Exhausted from being stuck in Serbia for months, dozens of young migrants survive in appalling conditions in Sid, a small town bordering European Union member Croatia, which they try to enter every day.
Every morning in the freezing winter cold they head for a closed printing factory, the last stop before the border with the EU.
Under police watch and sometimes harangued by locals, volunteers from western countries give the travellers coffee, apples, eggs and water for a wash.
A generator is installed to charge mobile phones. They also provide tents, shoes, clothes.
Some migrants who camp in the nearby forest, away from the police gaze, have a long walk. Their clothes are muddy, their faces worn.
"I am broken," said a 28-year old Afghan who introduced himself as "Sirg" and spoke of cold Serbian nights in the woods.
"We think tomorrow we will be dead," he said.
He said he had tried more than 60 times to reach Croatia, even making it to Slovenia once. But every time he was intercepted and sent back to Serbia.
According to Andrea Contenta of Doctors Without Borders (MSF), some 5,000 migrants are currently stuck in Serbia, mostly in official reception centres.
Some 500 sleep rough in Sid, others are in Belgrade or the northern town of Sombor.
Their chances of getting out of Serbia are steadily diminishing with borders increasingly better protected.
Time saps their strength, they sometimes get sick -- and money is scarce.
"We try every day. We are tired," says Hamza, 27, from the Algerian town of Biskra, who hopes to go to Belgium.
Croatian police intercepted him and sent him back overnight but he will try again the same day once he has warmed up.
Any means of transport will do. Some migrants hide in trucks, in the chassis of freight trains or on their roof.
Others simply try their luck on foot.
"Hopeless and left without alternative, some of them decide to take enormous risks to continue their journeys regardless of the dangers and hardship of cold winter," Contenta said.
"European measures of deterrence won't stop people," he added.
"I try and try again," said Ali Amjad, a 24-year-old from Kabul.
He has been in Serbia for almost two years, as has hs friend "Kako," who laughs maniacally and shows signs of psychiatric problems.
Sometimes fights break out between men of different nationalities.
Last week a north-African was stabbed in the heart and evacuated to a hospital in Novi Sad, the capital of Serbia's northern Vojvodina region that borders Croatia and Hungary.
A 21-year old Algerian, who introduced himself as Miki Salem, had his arm in a sling and bandages on his buttocks where he said he was stabbed.
"These were Afghans, it was not a fight, it was an attack for money," he recalled.
"We cannot stay here, this is a shitty life!" the pastry chef, who rules out going home, added.
"We are taking the risk, we are seeking the life," he said.
Once the winter becomes too harsh he will find a shelter in Belgrade then come back in March.
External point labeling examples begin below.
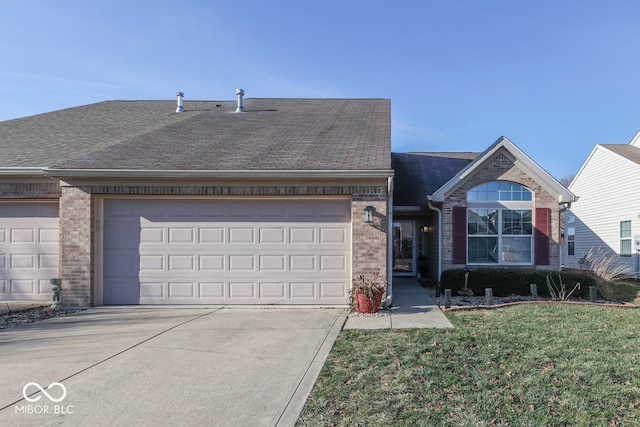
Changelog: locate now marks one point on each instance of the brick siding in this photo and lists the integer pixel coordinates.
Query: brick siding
(501, 168)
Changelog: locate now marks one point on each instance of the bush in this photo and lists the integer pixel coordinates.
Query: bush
(510, 281)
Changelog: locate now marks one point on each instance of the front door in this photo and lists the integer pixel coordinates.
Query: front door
(404, 256)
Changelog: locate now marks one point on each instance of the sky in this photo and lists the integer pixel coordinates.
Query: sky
(555, 77)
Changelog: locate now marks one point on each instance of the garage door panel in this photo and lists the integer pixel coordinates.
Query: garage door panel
(211, 262)
(211, 235)
(333, 235)
(29, 249)
(181, 290)
(302, 235)
(272, 235)
(241, 235)
(22, 287)
(237, 251)
(242, 290)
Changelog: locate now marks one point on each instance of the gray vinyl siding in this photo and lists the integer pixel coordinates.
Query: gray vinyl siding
(607, 190)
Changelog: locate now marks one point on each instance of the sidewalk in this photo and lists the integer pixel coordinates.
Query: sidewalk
(412, 308)
(8, 307)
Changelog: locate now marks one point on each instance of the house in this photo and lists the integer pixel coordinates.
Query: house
(250, 201)
(493, 209)
(613, 226)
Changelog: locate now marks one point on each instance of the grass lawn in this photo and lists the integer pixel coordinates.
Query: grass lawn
(542, 365)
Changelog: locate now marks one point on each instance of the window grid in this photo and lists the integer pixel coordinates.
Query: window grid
(510, 243)
(625, 238)
(499, 191)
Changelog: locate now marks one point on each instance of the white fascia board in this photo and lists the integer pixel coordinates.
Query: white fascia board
(216, 174)
(407, 209)
(22, 172)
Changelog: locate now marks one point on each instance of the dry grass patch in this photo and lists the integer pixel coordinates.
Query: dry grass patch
(517, 366)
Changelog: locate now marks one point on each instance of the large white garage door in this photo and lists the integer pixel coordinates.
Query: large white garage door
(28, 250)
(223, 251)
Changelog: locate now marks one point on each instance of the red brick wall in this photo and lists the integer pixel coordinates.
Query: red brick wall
(500, 168)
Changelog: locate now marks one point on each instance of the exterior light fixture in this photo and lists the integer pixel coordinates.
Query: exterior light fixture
(368, 214)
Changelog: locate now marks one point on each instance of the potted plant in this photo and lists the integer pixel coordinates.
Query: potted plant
(367, 292)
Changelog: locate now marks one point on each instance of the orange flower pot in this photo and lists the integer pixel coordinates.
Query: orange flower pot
(368, 304)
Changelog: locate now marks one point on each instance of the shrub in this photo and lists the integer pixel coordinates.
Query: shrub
(510, 281)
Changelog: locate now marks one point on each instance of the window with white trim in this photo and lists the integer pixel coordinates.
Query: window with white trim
(571, 240)
(625, 238)
(500, 224)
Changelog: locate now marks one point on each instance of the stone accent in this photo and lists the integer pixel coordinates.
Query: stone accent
(501, 168)
(77, 224)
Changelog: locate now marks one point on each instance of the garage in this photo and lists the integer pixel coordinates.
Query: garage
(226, 251)
(29, 250)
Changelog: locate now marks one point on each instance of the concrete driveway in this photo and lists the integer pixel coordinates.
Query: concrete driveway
(165, 366)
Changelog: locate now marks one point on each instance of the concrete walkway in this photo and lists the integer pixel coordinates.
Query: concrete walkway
(412, 308)
(140, 366)
(7, 307)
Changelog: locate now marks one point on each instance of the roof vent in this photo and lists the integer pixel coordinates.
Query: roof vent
(180, 108)
(240, 93)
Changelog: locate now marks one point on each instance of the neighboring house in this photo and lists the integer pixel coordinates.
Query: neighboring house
(132, 202)
(606, 224)
(470, 210)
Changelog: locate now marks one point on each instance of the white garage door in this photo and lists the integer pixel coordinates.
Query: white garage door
(222, 251)
(28, 250)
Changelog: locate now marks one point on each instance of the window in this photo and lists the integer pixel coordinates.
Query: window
(625, 238)
(571, 241)
(499, 233)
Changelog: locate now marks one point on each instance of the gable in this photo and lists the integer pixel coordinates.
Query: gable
(504, 161)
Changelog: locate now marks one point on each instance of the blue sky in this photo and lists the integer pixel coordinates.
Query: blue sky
(555, 77)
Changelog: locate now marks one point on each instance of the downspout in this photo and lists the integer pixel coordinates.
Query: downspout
(439, 239)
(389, 300)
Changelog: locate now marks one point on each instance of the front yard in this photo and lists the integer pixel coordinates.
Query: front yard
(518, 366)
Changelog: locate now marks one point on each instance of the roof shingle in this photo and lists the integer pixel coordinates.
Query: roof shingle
(273, 134)
(418, 175)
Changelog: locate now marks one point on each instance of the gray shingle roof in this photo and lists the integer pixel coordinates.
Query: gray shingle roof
(420, 174)
(273, 134)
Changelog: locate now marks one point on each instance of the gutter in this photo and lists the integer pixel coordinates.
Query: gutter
(22, 171)
(200, 174)
(387, 303)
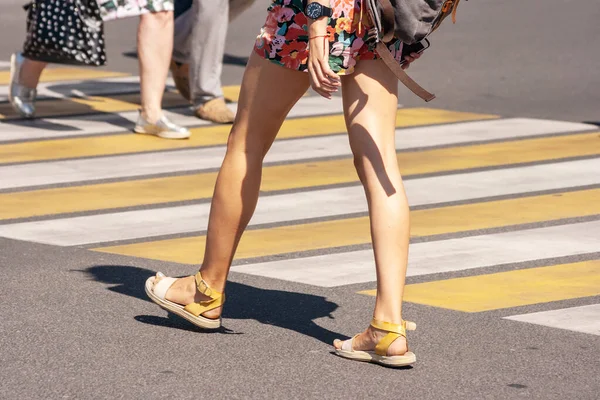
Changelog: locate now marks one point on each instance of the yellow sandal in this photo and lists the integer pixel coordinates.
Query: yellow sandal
(192, 312)
(380, 356)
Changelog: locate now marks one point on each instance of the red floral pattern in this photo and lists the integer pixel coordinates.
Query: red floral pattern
(284, 37)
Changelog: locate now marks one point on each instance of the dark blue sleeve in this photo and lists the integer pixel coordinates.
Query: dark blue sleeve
(182, 6)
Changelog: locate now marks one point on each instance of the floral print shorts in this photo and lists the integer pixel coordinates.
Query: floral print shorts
(116, 9)
(284, 37)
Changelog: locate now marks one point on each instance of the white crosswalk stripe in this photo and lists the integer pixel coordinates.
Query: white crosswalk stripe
(289, 205)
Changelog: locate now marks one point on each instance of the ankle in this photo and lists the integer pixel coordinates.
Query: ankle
(214, 281)
(151, 115)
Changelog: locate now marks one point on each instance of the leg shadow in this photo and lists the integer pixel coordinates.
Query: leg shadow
(288, 310)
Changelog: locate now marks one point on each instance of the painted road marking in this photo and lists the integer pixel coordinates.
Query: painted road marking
(123, 122)
(206, 136)
(439, 256)
(90, 105)
(102, 87)
(66, 74)
(296, 206)
(584, 319)
(353, 231)
(508, 289)
(311, 173)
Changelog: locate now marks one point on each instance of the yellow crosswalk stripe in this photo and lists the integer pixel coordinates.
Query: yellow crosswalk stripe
(89, 105)
(67, 74)
(231, 93)
(508, 289)
(289, 176)
(205, 136)
(354, 231)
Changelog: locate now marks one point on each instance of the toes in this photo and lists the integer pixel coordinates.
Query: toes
(157, 278)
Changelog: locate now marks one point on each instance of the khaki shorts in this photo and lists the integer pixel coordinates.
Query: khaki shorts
(117, 9)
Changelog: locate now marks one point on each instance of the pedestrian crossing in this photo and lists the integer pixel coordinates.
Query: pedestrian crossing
(490, 197)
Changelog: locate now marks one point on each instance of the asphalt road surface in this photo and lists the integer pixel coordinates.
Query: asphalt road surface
(502, 173)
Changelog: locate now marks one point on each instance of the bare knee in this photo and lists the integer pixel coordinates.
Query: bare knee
(377, 170)
(240, 142)
(157, 19)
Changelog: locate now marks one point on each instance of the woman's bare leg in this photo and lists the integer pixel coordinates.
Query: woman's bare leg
(267, 94)
(370, 102)
(155, 45)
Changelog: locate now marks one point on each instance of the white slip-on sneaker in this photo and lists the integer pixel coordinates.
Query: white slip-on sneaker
(163, 128)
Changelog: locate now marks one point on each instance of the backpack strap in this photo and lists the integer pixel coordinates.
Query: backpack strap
(402, 76)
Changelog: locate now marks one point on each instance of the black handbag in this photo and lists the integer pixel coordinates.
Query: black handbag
(65, 32)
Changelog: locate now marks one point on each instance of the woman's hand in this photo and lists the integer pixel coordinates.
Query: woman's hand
(322, 78)
(409, 59)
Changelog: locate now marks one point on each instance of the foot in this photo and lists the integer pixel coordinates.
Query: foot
(215, 110)
(163, 128)
(367, 341)
(181, 77)
(183, 292)
(21, 97)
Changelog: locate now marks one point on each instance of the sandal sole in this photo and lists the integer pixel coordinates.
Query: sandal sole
(200, 321)
(407, 359)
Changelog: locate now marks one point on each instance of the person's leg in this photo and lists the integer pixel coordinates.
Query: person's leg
(30, 73)
(206, 59)
(267, 94)
(24, 77)
(180, 68)
(155, 46)
(370, 103)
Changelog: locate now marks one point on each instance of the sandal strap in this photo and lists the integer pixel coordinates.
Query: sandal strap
(394, 332)
(217, 299)
(388, 326)
(385, 343)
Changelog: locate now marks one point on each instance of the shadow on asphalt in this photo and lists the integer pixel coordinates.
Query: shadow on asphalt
(288, 310)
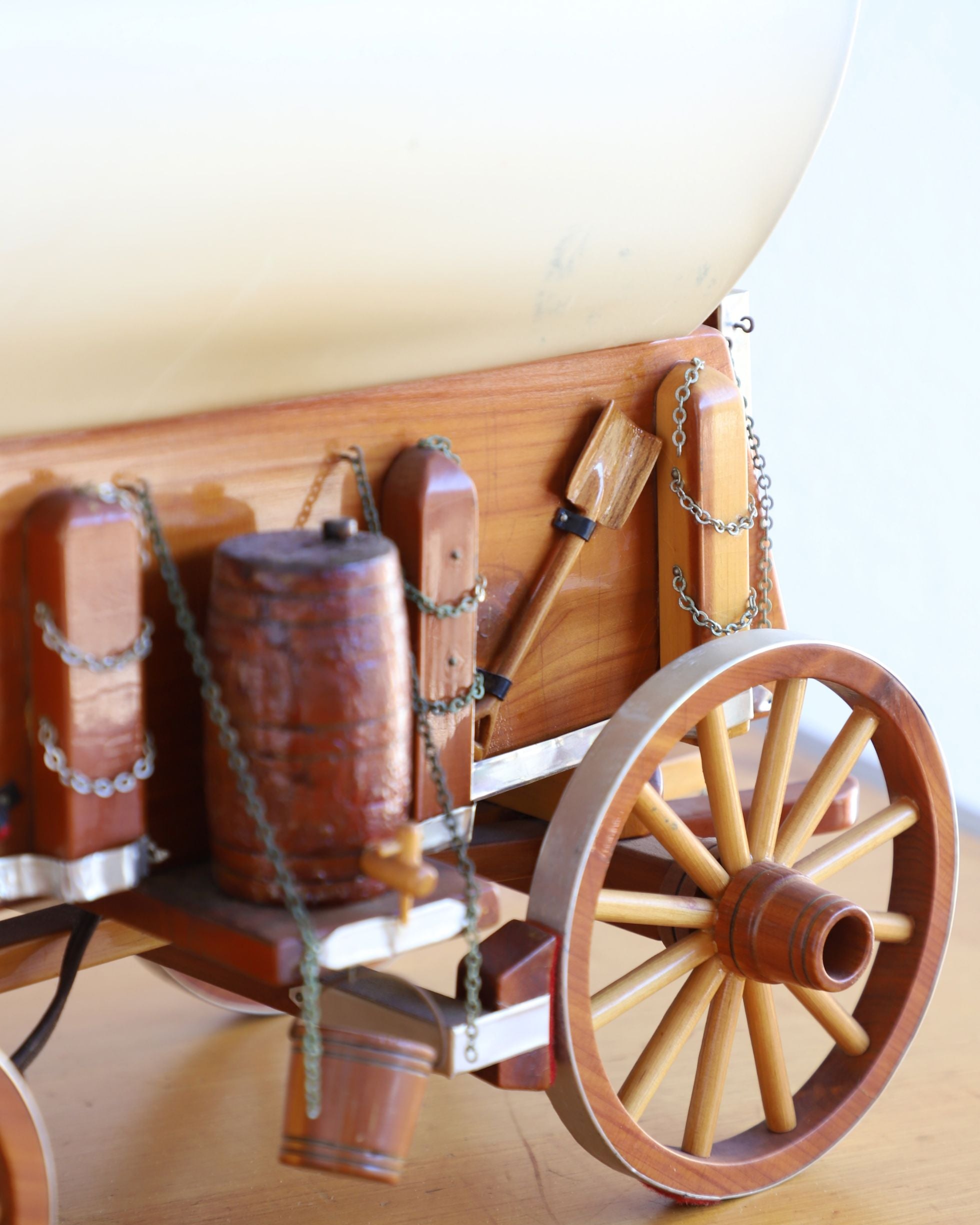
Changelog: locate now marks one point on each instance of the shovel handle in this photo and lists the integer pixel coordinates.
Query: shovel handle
(550, 581)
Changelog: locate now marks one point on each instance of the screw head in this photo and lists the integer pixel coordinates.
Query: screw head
(338, 530)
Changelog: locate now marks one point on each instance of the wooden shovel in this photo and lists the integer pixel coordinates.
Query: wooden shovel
(604, 486)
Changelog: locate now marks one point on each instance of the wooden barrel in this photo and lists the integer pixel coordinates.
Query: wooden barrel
(372, 1090)
(308, 638)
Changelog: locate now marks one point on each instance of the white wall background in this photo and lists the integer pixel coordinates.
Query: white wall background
(865, 382)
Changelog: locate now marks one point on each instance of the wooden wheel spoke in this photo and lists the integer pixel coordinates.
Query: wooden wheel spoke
(850, 1034)
(892, 928)
(712, 1068)
(676, 1027)
(771, 1065)
(648, 978)
(674, 836)
(859, 840)
(667, 910)
(824, 786)
(774, 766)
(723, 790)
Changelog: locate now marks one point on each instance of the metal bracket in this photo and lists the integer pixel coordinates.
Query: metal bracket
(575, 524)
(500, 1036)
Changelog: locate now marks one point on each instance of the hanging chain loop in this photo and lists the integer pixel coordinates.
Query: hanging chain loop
(704, 620)
(126, 780)
(468, 603)
(74, 657)
(744, 522)
(764, 484)
(423, 708)
(238, 762)
(436, 442)
(682, 396)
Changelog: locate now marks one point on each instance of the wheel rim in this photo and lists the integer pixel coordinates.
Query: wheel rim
(28, 1186)
(566, 891)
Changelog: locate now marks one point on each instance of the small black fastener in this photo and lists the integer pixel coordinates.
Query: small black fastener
(575, 524)
(496, 686)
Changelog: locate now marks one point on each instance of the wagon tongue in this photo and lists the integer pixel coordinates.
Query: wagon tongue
(604, 486)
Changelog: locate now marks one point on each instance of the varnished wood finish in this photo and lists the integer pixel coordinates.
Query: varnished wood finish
(723, 792)
(863, 838)
(767, 1052)
(372, 1090)
(211, 1104)
(429, 510)
(28, 1184)
(184, 907)
(850, 1034)
(518, 430)
(837, 764)
(776, 925)
(670, 1036)
(309, 644)
(900, 978)
(518, 964)
(774, 767)
(641, 983)
(626, 906)
(714, 472)
(84, 564)
(712, 1068)
(676, 838)
(32, 946)
(604, 486)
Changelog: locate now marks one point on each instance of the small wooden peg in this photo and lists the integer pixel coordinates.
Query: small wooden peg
(398, 863)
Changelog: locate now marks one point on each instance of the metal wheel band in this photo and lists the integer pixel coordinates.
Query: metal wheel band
(565, 891)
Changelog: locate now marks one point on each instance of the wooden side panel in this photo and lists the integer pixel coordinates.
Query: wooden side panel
(520, 433)
(84, 564)
(714, 468)
(429, 510)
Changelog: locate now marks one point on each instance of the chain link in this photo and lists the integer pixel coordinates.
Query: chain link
(123, 496)
(682, 395)
(744, 522)
(126, 780)
(423, 708)
(238, 762)
(764, 483)
(75, 657)
(470, 603)
(704, 620)
(436, 442)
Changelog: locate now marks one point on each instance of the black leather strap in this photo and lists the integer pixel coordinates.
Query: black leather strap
(571, 521)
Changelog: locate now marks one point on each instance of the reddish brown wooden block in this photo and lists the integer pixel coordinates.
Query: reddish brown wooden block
(518, 964)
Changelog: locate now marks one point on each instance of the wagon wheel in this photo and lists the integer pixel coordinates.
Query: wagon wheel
(28, 1188)
(766, 914)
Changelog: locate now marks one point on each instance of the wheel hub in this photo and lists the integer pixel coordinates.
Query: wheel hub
(776, 925)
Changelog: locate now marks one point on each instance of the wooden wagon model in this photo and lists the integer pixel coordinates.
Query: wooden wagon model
(290, 689)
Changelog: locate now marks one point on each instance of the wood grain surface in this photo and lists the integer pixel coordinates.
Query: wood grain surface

After the fight police apprehended several dozen migrants and sent them to a camp in the southern town of Presevo.
But they will almost certainly return -- shelling out another 150 euros ($175) to Serb smugglers for the trip by car.
For the local population, outbreaks of petty crime have strained relations.
Zoran Petrovic, a breeder from a nearby village, claims that since February numerous animals have gone missing.
"In last three months it has become massive. They come in a group of 10 to 15 and take five animals at once," he said.
Natasa Cvjetkovic, a councillor from the small opposition centrist SDS party, said she believed her community was "sacrificed" because it was small and remote.
"The main goal is to spare the big cities," she complained.